There will be no one such thing, I’m afraid, because we aren’t a monolith.

I would gently say that if you ask people “do you want a more realistic game”, they are generally going to say yes, perhaps also including cis players who play nonbinary characters who may not feel the same personally-affected strength of feeling in either direction as a nonbinary player. I would be interested to see what a response to “hey, nonbinary players, if you’re playing a nonbinary character do you like there being the chance of your character being misgendered” might look like.

Regardless: I don’t think giving a nonbinary character negative experiences is the perfect, or the only, way of providing a sense of authenticity in a game. I would love to see more space in these discussions for other kinds of specificity that can bring that sense. And if negative experiences are included, then it’s worth considering what other, varied experiences can be drawn on. Being nonbinary (even in a transphobic setting!) isn’t just about people misgendering you.


The problem is there are barely any IFs that deal with transness in a realistic (as in makes sense) and detailed way, let alone nonbinary transness. (And btw I don’t think I’ve ever heard people complain about those. When I wrote MC’s childhood as having faced queerphobia from their parents, I’ve had people comment that it was shocking to see something so “real” but also that they also felt seen.)

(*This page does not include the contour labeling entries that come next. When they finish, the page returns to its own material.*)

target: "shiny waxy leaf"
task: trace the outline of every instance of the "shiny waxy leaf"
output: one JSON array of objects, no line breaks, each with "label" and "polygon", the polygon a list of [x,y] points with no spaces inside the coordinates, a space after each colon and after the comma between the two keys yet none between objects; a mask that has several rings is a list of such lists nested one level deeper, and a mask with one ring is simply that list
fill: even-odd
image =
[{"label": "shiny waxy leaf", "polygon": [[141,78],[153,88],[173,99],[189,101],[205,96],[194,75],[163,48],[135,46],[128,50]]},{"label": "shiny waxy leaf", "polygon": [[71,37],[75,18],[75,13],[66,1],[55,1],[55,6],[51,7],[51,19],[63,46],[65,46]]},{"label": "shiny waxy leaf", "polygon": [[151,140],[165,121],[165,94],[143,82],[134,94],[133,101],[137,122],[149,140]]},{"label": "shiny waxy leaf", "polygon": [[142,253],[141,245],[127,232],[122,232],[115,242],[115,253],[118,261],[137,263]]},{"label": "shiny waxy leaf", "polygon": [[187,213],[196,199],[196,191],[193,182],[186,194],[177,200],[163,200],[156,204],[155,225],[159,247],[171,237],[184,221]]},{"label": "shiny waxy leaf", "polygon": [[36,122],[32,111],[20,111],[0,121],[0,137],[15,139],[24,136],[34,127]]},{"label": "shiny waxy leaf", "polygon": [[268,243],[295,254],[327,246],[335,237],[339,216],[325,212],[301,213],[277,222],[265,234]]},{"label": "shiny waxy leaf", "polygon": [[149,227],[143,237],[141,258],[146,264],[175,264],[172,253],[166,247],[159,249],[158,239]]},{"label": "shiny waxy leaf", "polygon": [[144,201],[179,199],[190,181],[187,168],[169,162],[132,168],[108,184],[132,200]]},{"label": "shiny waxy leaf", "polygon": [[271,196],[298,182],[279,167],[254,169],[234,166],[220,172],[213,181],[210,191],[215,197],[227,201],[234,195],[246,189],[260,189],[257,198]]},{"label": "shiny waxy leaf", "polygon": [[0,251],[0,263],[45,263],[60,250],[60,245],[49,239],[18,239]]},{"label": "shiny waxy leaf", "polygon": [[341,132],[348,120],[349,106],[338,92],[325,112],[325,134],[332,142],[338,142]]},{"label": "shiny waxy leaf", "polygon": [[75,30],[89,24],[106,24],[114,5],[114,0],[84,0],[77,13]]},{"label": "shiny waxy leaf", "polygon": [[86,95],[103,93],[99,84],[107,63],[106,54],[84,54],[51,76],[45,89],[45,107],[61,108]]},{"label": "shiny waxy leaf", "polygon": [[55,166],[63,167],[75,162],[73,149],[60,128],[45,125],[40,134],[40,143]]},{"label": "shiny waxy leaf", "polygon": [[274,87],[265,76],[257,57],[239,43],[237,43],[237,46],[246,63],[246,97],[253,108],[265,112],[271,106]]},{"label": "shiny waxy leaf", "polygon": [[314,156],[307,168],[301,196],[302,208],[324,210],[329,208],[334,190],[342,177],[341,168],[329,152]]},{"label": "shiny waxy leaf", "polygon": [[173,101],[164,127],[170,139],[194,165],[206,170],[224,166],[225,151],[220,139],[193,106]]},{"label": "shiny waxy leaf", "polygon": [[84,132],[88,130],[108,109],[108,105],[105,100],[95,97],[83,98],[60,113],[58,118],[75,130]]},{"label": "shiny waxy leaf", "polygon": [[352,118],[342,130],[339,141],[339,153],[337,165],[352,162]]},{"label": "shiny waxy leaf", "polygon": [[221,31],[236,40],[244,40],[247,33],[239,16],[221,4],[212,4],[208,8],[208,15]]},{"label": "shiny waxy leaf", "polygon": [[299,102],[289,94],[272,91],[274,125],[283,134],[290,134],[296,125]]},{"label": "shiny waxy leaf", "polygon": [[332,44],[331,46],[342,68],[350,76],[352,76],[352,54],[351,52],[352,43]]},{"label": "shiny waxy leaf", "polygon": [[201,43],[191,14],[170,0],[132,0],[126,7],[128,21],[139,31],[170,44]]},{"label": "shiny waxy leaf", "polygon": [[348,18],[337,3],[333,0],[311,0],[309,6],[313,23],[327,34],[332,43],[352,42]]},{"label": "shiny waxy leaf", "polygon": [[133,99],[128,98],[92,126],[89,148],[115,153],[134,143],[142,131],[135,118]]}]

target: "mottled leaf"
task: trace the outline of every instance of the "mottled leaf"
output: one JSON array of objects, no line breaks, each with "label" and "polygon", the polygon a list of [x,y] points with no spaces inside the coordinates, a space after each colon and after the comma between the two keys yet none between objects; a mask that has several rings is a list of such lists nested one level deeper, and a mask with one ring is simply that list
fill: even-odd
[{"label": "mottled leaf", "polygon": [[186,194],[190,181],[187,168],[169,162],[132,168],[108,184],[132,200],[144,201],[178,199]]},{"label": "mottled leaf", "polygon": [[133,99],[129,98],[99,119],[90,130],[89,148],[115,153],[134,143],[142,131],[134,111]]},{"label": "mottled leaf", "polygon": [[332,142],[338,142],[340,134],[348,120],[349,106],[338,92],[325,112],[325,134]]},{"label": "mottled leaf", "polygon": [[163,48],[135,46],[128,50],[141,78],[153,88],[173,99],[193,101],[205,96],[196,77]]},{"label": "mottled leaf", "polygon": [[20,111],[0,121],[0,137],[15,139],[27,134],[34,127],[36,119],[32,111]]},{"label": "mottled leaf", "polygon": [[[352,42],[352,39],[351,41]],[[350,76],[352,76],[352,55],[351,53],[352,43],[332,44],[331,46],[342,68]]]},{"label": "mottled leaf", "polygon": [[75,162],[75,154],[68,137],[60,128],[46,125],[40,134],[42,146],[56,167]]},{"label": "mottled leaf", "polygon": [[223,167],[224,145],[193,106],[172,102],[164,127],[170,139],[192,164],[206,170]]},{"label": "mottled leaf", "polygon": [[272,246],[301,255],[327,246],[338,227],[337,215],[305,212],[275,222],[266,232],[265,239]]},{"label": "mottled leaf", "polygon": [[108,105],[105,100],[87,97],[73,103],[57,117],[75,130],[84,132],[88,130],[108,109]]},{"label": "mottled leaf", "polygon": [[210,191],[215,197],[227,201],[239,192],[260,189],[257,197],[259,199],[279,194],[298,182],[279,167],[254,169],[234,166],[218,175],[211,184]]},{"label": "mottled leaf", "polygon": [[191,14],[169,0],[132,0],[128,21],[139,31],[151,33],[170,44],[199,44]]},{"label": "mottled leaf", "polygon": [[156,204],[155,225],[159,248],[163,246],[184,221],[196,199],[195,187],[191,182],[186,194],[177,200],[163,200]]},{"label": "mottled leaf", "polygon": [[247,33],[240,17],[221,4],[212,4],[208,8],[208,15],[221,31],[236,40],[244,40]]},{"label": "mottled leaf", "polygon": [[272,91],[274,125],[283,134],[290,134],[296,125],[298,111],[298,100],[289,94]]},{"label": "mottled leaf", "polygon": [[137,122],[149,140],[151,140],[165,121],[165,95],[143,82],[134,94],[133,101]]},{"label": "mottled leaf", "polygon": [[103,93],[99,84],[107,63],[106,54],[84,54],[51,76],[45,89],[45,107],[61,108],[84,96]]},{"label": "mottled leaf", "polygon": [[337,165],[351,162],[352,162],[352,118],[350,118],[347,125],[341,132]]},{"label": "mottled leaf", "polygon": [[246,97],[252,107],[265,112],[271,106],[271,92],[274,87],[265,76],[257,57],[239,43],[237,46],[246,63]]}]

As @Eiwynn said, people don’t generally know what they want until they’ve got it. And if something is done well, it’ll be well received. But it needs to exist first for it to be judged.


Ah - hello! I wasn’t expecting a reply from an author I recognize XD

I’ll admit I have read the demo for Honor Bound, and though I wrote my description as being as vague as possible, I may have subconsciously recalled your game at the time that I was writing it. (Love the WIP thus far btw).

There are certainly other games I remember playing that do similar, though. (If I remember correctly, I think Fallen Hero includes this in the sequel? I’ll admit, worth it if only for a scene I remember, wherein you can hijack a group of surgeons and force them to perform surgery on you. The imagery/scenario is just hysterical, ngl)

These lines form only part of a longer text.